Editorial: Think more often about brownfield sites
Published 12:00 am Tuesday, December 31, 2019
When possible, sites like Kesler Mills should be among locations considered when recruiting new businesses.
The site formerly was home to textile mills, but was abandoned as the industry found other countries to be more profitable. Sites like it are seldom a first choice when elected officials and economic development professionals are trying to pitch to prospects. Almost always, they’re not up to modern standards or expectations for industry. It would be easier, for example, to find open land to build a new manufacturing or fulfillment facility — where companies don’t have to worry about cleanup or altering existing structures to meet specifications.
But building on undeveloped land has its drawbacks, including adding to urban sprawl and taking away animal habitat. For folks who live in the country because it offers peace and quiet, it also means bringing “the city” a little closer.
Redeveloping so-called “brownfield” sites — where contamination of some time is suspected or has been found — should be a goal supported by environmentalists and people who live in rural areas and prefer it that way.

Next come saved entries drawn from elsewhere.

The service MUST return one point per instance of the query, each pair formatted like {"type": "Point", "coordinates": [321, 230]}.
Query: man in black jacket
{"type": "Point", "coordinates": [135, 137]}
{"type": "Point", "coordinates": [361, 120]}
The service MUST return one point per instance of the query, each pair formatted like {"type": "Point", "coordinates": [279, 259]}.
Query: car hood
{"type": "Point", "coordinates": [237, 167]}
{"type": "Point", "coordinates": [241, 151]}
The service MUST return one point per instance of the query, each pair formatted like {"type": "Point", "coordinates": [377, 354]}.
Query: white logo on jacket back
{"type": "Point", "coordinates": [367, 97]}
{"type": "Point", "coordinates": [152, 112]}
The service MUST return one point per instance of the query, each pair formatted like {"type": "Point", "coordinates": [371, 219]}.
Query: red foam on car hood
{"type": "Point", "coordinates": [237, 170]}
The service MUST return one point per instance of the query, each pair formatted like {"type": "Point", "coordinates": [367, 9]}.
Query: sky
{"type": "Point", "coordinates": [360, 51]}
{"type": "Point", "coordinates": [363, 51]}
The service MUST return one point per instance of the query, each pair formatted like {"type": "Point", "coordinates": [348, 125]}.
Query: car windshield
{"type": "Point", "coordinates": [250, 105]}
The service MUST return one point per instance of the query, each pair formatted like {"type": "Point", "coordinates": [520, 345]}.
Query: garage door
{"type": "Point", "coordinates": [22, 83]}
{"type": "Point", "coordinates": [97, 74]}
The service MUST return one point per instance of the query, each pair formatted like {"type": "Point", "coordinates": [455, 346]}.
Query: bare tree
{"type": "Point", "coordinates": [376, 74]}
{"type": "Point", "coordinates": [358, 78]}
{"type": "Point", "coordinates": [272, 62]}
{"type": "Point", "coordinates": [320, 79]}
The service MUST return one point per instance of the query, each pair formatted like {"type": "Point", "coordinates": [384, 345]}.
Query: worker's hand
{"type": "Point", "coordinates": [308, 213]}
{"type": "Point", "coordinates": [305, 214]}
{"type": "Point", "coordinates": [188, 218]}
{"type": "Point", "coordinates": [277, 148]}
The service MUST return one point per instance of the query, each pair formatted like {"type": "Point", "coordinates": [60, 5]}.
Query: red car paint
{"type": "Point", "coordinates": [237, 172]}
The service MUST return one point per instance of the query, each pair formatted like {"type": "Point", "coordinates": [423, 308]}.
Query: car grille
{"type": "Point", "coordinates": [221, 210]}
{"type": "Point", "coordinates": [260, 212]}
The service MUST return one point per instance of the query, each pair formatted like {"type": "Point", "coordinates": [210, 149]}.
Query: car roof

Doing so means that unused land in cities doesn’t stay that way.
Former Salisbury City Planner Kyle Harris correctly noted in a story published Sunday (“Brownfields programs help former industrial sites get new life”) that “there’s a big perception issue, especially if you’re redeveloping in an area where there is documented proof of potentially contaminating, intense industrial uses.”
But there are solutions to that.
In addition to federal grant funding for cleanup, which Salisbury already is seeking for Kesler Mill, there’s may be a solution for that in the form of local incentives.
What if, for example, Salisbury and/or Rowan County offered to pay part or all of the cost of cleanup? The city or county could also pay all or part of costs that wouldn’t otherwise be incurred on an undeveloped site? Rowan County already receives more than $2 million every year in local sales taxes (and that amount is growing) for the purpose of economic development. Redeveloping old industrial sites certainly seems like a worthy cause.
Sure, there will be many cases where an industrial prospect cannot build on a site like Kesler Mill because of environmental rules or that the location isn’t large enough. Chewy, for example, couldn’t possibly have built there.
But in 2020 and beyond, we hope officials increasingly will look to brownfield redevelopment as a possibility.